"One day, the writer would recognize the near simultaneity of connected but dissimilar momentous events - these are what move a story forward - but at the moment Danny lost consciousness in Carmella's sweet-smelling arms, the exhausted boy had merely been thinking: How coincidental is this? (He was too young to know that, in any novel with a reasonable amount of forethought, there were no coincidences.)" - from Last Night in Twisted River
John Irving wrote that, a writer who once wrote my favorite book (A Prayer for Owen Meany). A writer who has said something to the effect of, I don't write well, but I rewrite well. Makes me wonder what the first draft looked like.
Other flinch-worthy moments include writing Italian accents like they were written for 60's pizza commercials: "Say-a no more, Dominic - we don't-a need to know why, or who you're running from!" and awkward race distinctions like this (contrasting an Italian with a Native American): "Her olive-brown skin was not unlike Jane's reddish-brown coloring; her slightly flattened nose and broad cheekbones were the same, as were her dark-brown eyes - like Jane's, Carmella's eyes were almost as black as her hair." Reddish-brown coloring? Really? 'Cause she's an injun?

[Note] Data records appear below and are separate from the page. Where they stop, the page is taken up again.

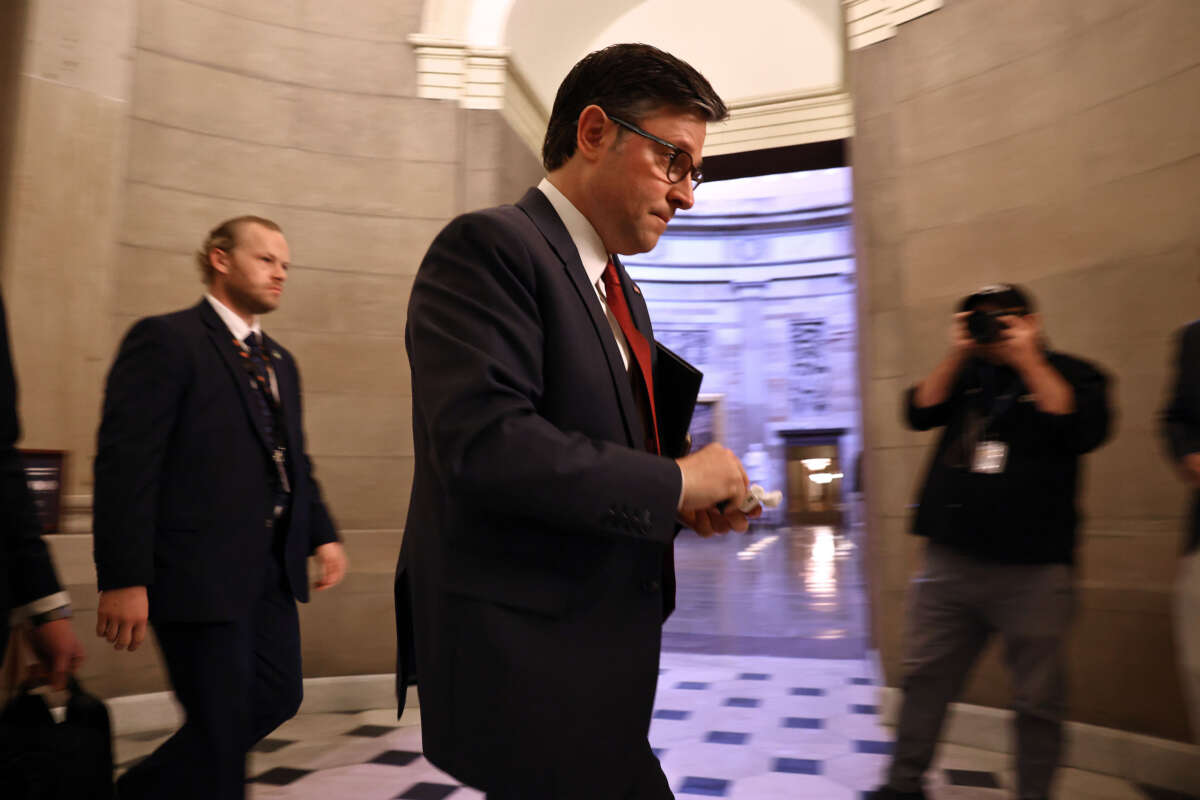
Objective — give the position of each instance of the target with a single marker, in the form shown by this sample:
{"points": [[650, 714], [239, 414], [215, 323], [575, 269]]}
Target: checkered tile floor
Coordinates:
{"points": [[747, 728]]}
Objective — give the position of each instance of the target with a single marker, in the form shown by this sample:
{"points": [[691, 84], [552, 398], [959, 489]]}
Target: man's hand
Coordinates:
{"points": [[1019, 342], [963, 344], [59, 651], [121, 617], [935, 389], [331, 560], [711, 477]]}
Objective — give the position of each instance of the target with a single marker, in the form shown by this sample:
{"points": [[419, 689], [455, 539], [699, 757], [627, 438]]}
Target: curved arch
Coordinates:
{"points": [[778, 62]]}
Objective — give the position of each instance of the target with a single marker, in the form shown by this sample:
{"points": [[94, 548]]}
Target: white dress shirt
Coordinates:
{"points": [[592, 253], [595, 258], [235, 324], [240, 330]]}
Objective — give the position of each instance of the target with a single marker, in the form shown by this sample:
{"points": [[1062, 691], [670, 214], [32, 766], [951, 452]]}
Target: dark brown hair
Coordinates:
{"points": [[629, 82], [225, 238]]}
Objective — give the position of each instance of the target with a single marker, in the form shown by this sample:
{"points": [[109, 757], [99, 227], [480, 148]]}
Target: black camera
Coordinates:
{"points": [[985, 326], [988, 305]]}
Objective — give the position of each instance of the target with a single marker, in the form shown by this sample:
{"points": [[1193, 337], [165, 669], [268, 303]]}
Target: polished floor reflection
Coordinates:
{"points": [[777, 590], [737, 727]]}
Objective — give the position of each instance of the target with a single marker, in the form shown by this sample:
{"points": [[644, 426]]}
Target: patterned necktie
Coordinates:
{"points": [[637, 344], [253, 353]]}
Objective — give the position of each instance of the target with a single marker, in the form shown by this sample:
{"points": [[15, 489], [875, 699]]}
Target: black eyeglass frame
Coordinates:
{"points": [[694, 172]]}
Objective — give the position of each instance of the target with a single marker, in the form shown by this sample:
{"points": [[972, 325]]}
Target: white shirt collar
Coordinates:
{"points": [[587, 240], [235, 324]]}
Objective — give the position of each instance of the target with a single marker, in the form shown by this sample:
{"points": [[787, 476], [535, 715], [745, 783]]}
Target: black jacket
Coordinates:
{"points": [[1181, 417], [1025, 515], [538, 551], [185, 491]]}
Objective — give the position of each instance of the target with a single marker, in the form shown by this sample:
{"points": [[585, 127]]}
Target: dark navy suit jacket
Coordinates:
{"points": [[184, 493], [537, 565]]}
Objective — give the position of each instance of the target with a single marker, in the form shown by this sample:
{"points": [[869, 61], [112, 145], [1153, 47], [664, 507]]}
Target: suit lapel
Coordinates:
{"points": [[222, 340], [543, 214]]}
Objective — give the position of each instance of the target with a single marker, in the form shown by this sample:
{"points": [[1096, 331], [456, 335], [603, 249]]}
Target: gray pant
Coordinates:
{"points": [[957, 602]]}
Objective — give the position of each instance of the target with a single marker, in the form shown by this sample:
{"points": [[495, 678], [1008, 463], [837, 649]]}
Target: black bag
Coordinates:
{"points": [[43, 759]]}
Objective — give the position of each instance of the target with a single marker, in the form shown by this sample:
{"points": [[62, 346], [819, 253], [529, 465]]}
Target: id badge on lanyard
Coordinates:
{"points": [[990, 457]]}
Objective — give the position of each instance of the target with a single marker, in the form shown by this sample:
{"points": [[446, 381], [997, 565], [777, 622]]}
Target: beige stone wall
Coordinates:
{"points": [[304, 113], [1055, 144]]}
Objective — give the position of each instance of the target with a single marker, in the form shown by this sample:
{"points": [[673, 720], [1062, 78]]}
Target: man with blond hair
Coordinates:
{"points": [[207, 511]]}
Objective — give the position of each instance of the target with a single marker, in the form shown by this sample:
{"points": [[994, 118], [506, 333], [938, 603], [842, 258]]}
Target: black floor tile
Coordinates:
{"points": [[395, 758], [280, 776], [671, 714], [808, 723], [709, 787], [742, 702], [271, 745], [797, 765], [972, 777], [371, 731], [424, 791], [150, 735]]}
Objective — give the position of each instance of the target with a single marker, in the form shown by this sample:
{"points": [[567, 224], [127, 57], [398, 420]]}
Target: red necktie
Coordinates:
{"points": [[637, 344]]}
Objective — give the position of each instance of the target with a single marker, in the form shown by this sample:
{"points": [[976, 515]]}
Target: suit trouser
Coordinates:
{"points": [[1187, 629], [649, 783], [237, 683], [957, 602]]}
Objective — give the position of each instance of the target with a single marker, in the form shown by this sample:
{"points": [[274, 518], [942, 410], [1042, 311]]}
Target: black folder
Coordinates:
{"points": [[676, 389]]}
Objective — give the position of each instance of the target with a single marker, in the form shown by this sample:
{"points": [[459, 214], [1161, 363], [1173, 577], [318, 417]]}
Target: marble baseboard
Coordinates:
{"points": [[1137, 757], [159, 710]]}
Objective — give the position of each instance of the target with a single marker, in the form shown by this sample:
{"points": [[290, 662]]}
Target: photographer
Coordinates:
{"points": [[999, 509]]}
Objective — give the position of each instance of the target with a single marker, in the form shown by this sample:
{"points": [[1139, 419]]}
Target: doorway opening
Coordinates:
{"points": [[756, 287]]}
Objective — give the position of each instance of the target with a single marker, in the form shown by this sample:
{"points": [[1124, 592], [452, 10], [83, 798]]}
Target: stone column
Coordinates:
{"points": [[59, 233]]}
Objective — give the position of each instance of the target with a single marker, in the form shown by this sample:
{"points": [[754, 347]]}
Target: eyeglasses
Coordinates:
{"points": [[679, 166]]}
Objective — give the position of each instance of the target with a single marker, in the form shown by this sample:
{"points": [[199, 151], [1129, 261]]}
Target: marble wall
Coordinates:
{"points": [[142, 125], [1056, 145]]}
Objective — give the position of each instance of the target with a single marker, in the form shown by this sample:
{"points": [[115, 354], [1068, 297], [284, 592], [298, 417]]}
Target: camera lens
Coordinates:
{"points": [[984, 326]]}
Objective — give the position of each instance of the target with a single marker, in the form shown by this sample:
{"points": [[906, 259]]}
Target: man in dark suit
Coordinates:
{"points": [[28, 583], [537, 565], [205, 513]]}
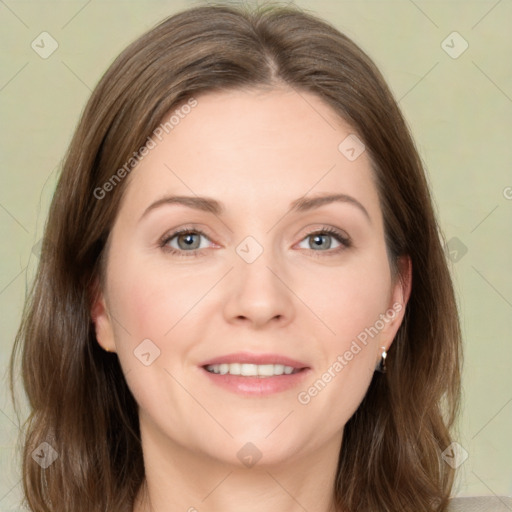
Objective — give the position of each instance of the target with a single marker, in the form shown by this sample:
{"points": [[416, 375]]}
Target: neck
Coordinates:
{"points": [[179, 479]]}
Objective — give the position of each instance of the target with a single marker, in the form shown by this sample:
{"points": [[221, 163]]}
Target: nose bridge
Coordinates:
{"points": [[257, 291]]}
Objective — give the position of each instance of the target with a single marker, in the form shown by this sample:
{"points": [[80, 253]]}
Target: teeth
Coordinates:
{"points": [[251, 370]]}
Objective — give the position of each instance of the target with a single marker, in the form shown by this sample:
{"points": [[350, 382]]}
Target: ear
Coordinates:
{"points": [[400, 293], [101, 319]]}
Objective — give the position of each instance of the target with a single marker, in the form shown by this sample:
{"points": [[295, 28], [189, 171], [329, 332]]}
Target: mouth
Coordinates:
{"points": [[252, 370], [255, 374]]}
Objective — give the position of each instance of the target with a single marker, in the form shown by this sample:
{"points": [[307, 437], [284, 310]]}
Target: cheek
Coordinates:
{"points": [[349, 298]]}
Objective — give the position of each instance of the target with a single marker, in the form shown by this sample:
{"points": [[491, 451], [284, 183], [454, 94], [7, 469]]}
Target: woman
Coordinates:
{"points": [[242, 300]]}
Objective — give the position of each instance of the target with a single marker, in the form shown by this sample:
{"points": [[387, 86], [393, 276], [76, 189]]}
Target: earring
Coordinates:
{"points": [[381, 366]]}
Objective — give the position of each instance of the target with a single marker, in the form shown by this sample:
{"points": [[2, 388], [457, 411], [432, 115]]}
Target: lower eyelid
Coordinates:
{"points": [[344, 242]]}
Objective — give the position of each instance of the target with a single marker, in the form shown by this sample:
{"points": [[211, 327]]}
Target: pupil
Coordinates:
{"points": [[318, 239], [188, 239]]}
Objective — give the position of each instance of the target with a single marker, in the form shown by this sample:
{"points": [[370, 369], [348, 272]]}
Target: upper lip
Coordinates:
{"points": [[248, 358]]}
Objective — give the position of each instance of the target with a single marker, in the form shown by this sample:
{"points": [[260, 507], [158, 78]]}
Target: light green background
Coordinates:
{"points": [[460, 113]]}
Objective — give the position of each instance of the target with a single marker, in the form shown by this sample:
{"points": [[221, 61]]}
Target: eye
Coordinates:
{"points": [[322, 241], [184, 241]]}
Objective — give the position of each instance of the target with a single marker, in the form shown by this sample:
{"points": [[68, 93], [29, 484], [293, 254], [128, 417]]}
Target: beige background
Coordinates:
{"points": [[460, 112]]}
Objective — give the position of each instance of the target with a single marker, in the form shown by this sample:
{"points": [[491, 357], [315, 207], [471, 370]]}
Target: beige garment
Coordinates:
{"points": [[481, 504]]}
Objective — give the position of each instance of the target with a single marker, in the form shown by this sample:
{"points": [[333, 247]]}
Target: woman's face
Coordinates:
{"points": [[266, 272]]}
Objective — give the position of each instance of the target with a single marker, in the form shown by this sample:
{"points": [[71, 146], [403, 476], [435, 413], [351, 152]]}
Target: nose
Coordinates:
{"points": [[258, 293]]}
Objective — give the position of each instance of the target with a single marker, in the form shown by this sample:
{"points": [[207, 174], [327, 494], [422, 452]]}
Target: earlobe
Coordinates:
{"points": [[101, 319]]}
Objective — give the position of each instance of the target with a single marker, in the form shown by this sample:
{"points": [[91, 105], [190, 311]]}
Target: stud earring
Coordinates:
{"points": [[381, 366]]}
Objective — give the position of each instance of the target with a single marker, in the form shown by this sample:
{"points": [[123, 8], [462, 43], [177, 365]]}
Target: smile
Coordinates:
{"points": [[251, 370]]}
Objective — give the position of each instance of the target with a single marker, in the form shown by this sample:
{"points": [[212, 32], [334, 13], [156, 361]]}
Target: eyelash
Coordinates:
{"points": [[342, 239]]}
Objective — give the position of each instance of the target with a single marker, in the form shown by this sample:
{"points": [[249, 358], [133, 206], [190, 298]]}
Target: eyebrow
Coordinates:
{"points": [[210, 205]]}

Really? Really, John Irving? I'm still going to finish it. It's still John Irving.
4 comments:
If it was the first sentence, we could enter it in the Bulwer Lytton contest.
Yes! Except the Bulwer-Lytton contest winners usually have a beginning, middle and end. This one has a beginning, end, middle, another beginning, another end, and an aside. Or something.
I guess even good writers come up with some clunkers. What's surprising is that Irving's editor didn't tell him he ought to re-work the sentence. But maybe the editor thought, well he's John freaking Irving and who am I tell to him anything.
Dan, his editor may have just been glad there were no semicolons in it.